23 Feb - 29 Mar 2008

© GEORGE CONDO
Dismas, 2007
Oil on canvas
86 x 86 inches
218.44 x 218.44 cm
GEORGE CONDO
Christ: The Subjective Nature of Objective Representation

Luhring Augustine is pleased to announce an exhibition of new paintings by George Condo entitled Christ: The Subjective Nature of Objective Representation. The show will run from February 23 through March 29, 2008.

The subject of religion and its social and political implications has been on the mind of nearly everyone today. It has been featured in the headlines of every major newspaper and magazine, a controversial subject since the beginning of the war in Iraq and 9/11.

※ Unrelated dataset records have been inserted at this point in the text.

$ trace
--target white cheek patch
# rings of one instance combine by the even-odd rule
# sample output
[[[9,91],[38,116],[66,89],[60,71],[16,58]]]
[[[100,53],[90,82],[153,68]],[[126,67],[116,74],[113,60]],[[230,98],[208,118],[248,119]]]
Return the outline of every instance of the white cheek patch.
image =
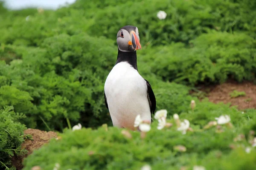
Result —
[[[139,35],[139,30],[138,29],[138,28],[137,27],[136,27],[136,28],[135,28],[135,33],[136,33],[136,35],[137,35],[137,37],[138,37],[138,38],[139,39],[139,40],[140,40],[140,36]]]

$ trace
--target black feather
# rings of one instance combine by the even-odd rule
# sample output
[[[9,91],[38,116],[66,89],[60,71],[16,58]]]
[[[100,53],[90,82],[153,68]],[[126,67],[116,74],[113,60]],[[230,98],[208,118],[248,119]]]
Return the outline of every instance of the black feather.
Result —
[[[145,79],[144,79],[147,82],[147,87],[148,87],[148,99],[149,102],[149,106],[150,106],[150,112],[152,114],[154,114],[156,110],[156,106],[157,102],[156,101],[156,98],[152,90],[152,88],[149,82]]]
[[[106,94],[105,94],[105,92],[104,91],[104,98],[105,98],[105,105],[106,105],[106,107],[108,109],[108,102],[107,101],[107,97],[106,97]]]

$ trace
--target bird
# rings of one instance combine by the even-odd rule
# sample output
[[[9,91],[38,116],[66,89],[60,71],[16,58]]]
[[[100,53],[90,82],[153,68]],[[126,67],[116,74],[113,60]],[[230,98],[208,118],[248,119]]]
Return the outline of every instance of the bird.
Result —
[[[136,129],[134,125],[139,114],[142,121],[151,123],[156,105],[149,82],[138,71],[137,51],[141,49],[140,40],[137,27],[120,28],[116,35],[117,58],[104,85],[105,104],[113,126],[133,130]]]

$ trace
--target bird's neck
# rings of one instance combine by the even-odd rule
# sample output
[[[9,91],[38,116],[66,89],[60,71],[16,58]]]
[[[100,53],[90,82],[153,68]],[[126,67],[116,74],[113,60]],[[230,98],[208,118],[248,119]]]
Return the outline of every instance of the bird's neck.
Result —
[[[136,51],[126,52],[121,51],[118,49],[118,54],[116,65],[117,63],[126,62],[130,64],[135,69],[138,71],[137,68],[137,54]]]

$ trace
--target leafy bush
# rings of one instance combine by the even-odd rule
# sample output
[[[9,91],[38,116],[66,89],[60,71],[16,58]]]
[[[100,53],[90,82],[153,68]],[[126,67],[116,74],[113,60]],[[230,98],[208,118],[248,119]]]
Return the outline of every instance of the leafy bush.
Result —
[[[0,168],[15,169],[11,163],[11,157],[25,153],[20,145],[24,139],[25,125],[17,122],[17,119],[24,117],[22,114],[15,113],[13,107],[8,106],[0,110]]]
[[[256,41],[244,34],[213,31],[191,41],[191,47],[172,44],[147,49],[143,60],[163,79],[194,85],[199,82],[255,81]]]
[[[27,116],[21,122],[45,130],[61,131],[70,120],[111,125],[104,83],[125,25],[140,30],[139,71],[157,108],[189,108],[189,88],[168,82],[255,79],[254,1],[158,1],[77,0],[54,11],[2,10],[1,3],[0,108],[12,105]],[[166,19],[157,18],[160,10]]]
[[[72,170],[135,170],[146,164],[153,170],[180,170],[182,167],[192,170],[195,165],[207,170],[254,169],[256,152],[248,139],[249,130],[256,130],[255,110],[242,114],[226,105],[197,101],[197,104],[195,110],[180,115],[181,120],[190,122],[193,130],[186,134],[176,130],[172,119],[167,121],[173,127],[161,130],[157,129],[157,122],[154,121],[144,139],[138,132],[130,132],[132,138],[129,139],[123,135],[123,129],[113,127],[68,130],[61,139],[52,140],[29,156],[25,160],[24,169],[36,165],[50,170],[55,164],[59,164],[60,169]],[[225,125],[220,129],[215,126],[203,129],[215,117],[226,114],[230,115],[233,129]],[[251,120],[249,124],[248,119]],[[242,134],[246,138],[234,140]],[[177,149],[180,145],[186,148]],[[247,147],[251,148],[249,153],[245,150]]]

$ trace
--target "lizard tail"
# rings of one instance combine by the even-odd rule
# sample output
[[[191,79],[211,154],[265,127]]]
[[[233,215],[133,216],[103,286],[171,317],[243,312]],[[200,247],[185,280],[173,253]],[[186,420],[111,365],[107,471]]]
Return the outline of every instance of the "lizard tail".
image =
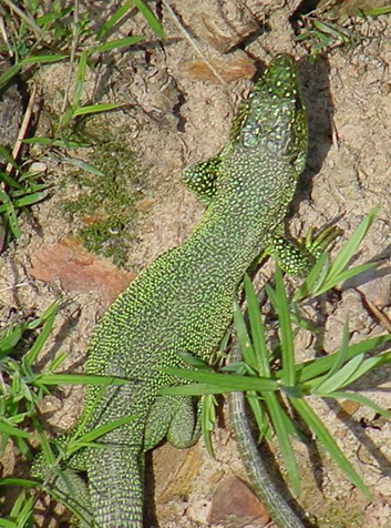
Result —
[[[238,343],[236,343],[231,348],[229,363],[239,361],[241,361],[241,353]],[[231,428],[240,459],[258,498],[266,506],[279,528],[306,528],[306,525],[302,524],[278,489],[276,481],[269,474],[267,464],[259,455],[258,446],[254,440],[250,424],[246,416],[244,394],[229,393],[227,398]]]
[[[113,446],[90,453],[88,475],[96,528],[142,528],[143,456]]]

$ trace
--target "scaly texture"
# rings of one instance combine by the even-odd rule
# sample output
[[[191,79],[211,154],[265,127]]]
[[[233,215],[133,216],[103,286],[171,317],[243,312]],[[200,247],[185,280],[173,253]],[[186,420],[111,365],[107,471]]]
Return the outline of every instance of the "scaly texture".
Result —
[[[204,217],[187,242],[160,256],[120,295],[91,341],[86,373],[130,383],[110,386],[103,397],[90,386],[79,427],[61,443],[135,416],[100,438],[105,449],[86,447],[65,460],[65,476],[88,473],[91,501],[84,506],[94,526],[141,528],[145,451],[165,437],[187,447],[199,436],[197,402],[162,396],[161,388],[179,382],[161,367],[189,368],[181,353],[208,362],[231,321],[243,275],[260,253],[271,253],[289,271],[308,266],[311,255],[299,258],[282,237],[306,150],[295,62],[280,55],[241,105],[227,146],[185,171],[187,185],[208,203]],[[48,475],[42,457],[33,473]],[[69,495],[59,477],[50,488]]]

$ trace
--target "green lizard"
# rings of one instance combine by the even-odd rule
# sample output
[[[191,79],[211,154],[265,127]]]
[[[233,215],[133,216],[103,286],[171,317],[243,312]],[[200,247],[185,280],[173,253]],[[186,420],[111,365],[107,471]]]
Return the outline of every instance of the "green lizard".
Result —
[[[89,386],[79,425],[58,443],[66,446],[124,416],[134,420],[102,436],[105,448],[88,446],[63,460],[64,478],[51,476],[42,456],[35,459],[32,474],[49,479],[49,491],[79,510],[82,526],[142,527],[145,451],[164,438],[188,447],[199,436],[197,400],[161,395],[163,387],[179,383],[162,367],[189,368],[182,353],[209,361],[257,256],[269,253],[295,274],[312,264],[310,250],[299,251],[284,238],[306,152],[295,61],[279,55],[241,104],[223,151],[185,171],[185,183],[208,204],[189,238],[142,272],[97,325],[86,373],[130,383],[109,386],[103,397],[97,386]],[[88,489],[79,470],[86,471]],[[287,506],[279,522],[301,527],[295,519]]]

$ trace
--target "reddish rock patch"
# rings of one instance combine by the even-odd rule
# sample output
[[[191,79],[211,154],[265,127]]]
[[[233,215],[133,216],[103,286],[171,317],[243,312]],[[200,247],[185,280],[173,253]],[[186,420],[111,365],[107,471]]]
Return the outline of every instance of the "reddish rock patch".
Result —
[[[28,272],[39,281],[61,281],[68,292],[99,292],[107,305],[136,276],[134,272],[121,272],[111,262],[86,252],[73,236],[41,246],[32,255]]]

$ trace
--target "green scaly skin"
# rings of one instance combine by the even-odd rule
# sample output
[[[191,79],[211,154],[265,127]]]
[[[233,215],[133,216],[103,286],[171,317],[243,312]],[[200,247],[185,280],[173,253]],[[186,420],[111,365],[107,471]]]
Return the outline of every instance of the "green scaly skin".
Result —
[[[185,171],[187,185],[208,203],[193,234],[138,275],[92,337],[86,373],[131,383],[109,386],[101,398],[100,388],[90,386],[79,426],[60,445],[124,416],[136,418],[101,437],[106,448],[70,456],[65,479],[50,478],[49,491],[82,512],[81,526],[142,527],[145,451],[163,438],[188,447],[199,436],[197,400],[162,396],[160,390],[178,379],[161,367],[191,368],[181,353],[209,361],[231,321],[243,275],[259,254],[272,254],[291,273],[313,261],[284,240],[306,151],[295,62],[280,55],[241,105],[227,146]],[[76,470],[86,471],[88,493]],[[41,479],[50,475],[42,456],[32,473]]]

In his new body of work, Condo directs the discussion away from religion and brings it to its iconography, namely that of Christian religious painting, therein creating a form of debate on the subject of "Objective Representation." The Abstract-Expressionists first brought about the idea of "Objective Abstraction," where an entirely subjective experience was transmitted through a work of art to be perceived by the viewer in his or her own way. It did not represent anything in particular, except perhaps a spiritual or existential mood. Could a similar experience be achieved by abstracting religious painting, the most represented subject in the history of art?

There are countless examples and interpretations of the Christian religion in art which create an individual universe unto themselves: from the Early Byzantine era to the Renaissance to today's widespread adaptation of it in the form of calendars, postcards, and religious figurines. Condo dismantles that universe, prompting a discussion on whether there is such a thing as an objective representation of religion or its visual proponents. He concludes however, that by the
re-representation of religious painting, it may be possible to have a truly objective religious experience without the aid or conventions of any prescribed text or image.

George Condo was born in 1957 in Concord, New Hampshire. His work has been exhibited extensively in both the United States and in Europe. He has been included in numerous shows at the Whitney Museum of American Art, The Museum of Modern Art in New York, the Guggenheim, The Contemporary Arts Museum in Houston, The Museum of Fine Art, Houston, The Albright-Knox Art Gallery, The Fonds National d'Art Contemporain, Ministère de la Culture, Paris, Musee d'Art Contemporani, Barcelona and most recently at the Kunsthalle Bielefeld in Bielefeld, Germany.